Re: [EXTERNAL] Re: Add non-blocking version of PQcancel - Mailing list pgsql-hackers

From Jelte Fennema-Nio
Subject Re: [EXTERNAL] Re: Add non-blocking version of PQcancel
Date
Msg-id CAGECzQQFvsuBcT1Bu3eDWDWuxt=GT0MsGJJKK_5og51Rk-4q7Q@mail.gmail.com
Whole thread Raw
In response to Re: [EXTERNAL] Re: Add non-blocking version of PQcancel  (Tom Lane <tgl@sss.pgh.pa.us>)
Responses Re: [EXTERNAL] Re: Add non-blocking version of PQcancel
List pgsql-hackers
On Thu, 21 Nov 2024 at 02:31, Tom Lane <tgl@sss.pgh.pa.us> wrote:
> Anyway, given that info, Jelte's unapplied 0002 patch earlier in the
> thread is not the answer, because this is about dropping a query
> cancel not about losing a timeout interrupt.

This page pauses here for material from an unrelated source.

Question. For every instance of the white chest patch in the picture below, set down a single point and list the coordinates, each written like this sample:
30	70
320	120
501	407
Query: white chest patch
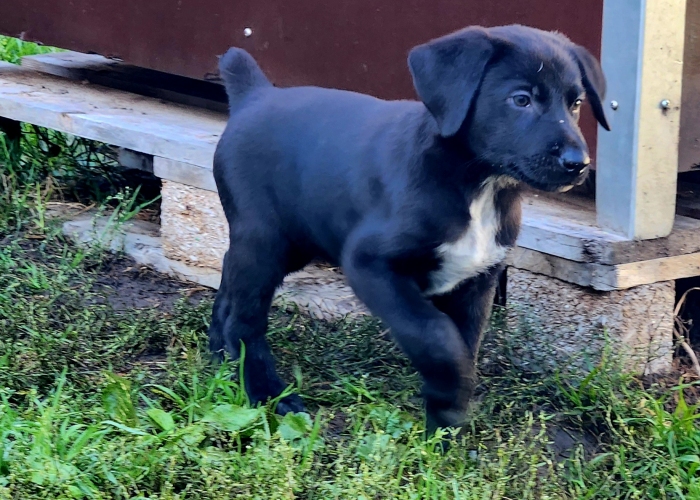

Agreed that 0002 does not fix the issue re-reported by Andres (let's
call this issue number 1). But I'm still of the opinion that 0002
fixes a real bug: i.e. a bug which causes timeouts.spec to randomly
fail[1] (let's call this issue number 2).
> This seems to fix the problem here.  Thoughts?

Overall, a good approach to fix issue number 1. I think it would be
best if this was integrated into libpqsrv_cancel instead though. That
way the dblink would benefit from it too.

nit: Maybe call it RETRY_CANCEL_TIME. The RE_ prefix wasn't instantly
obvious what it meant to me, it seemed like an abbreviation when I first saw it.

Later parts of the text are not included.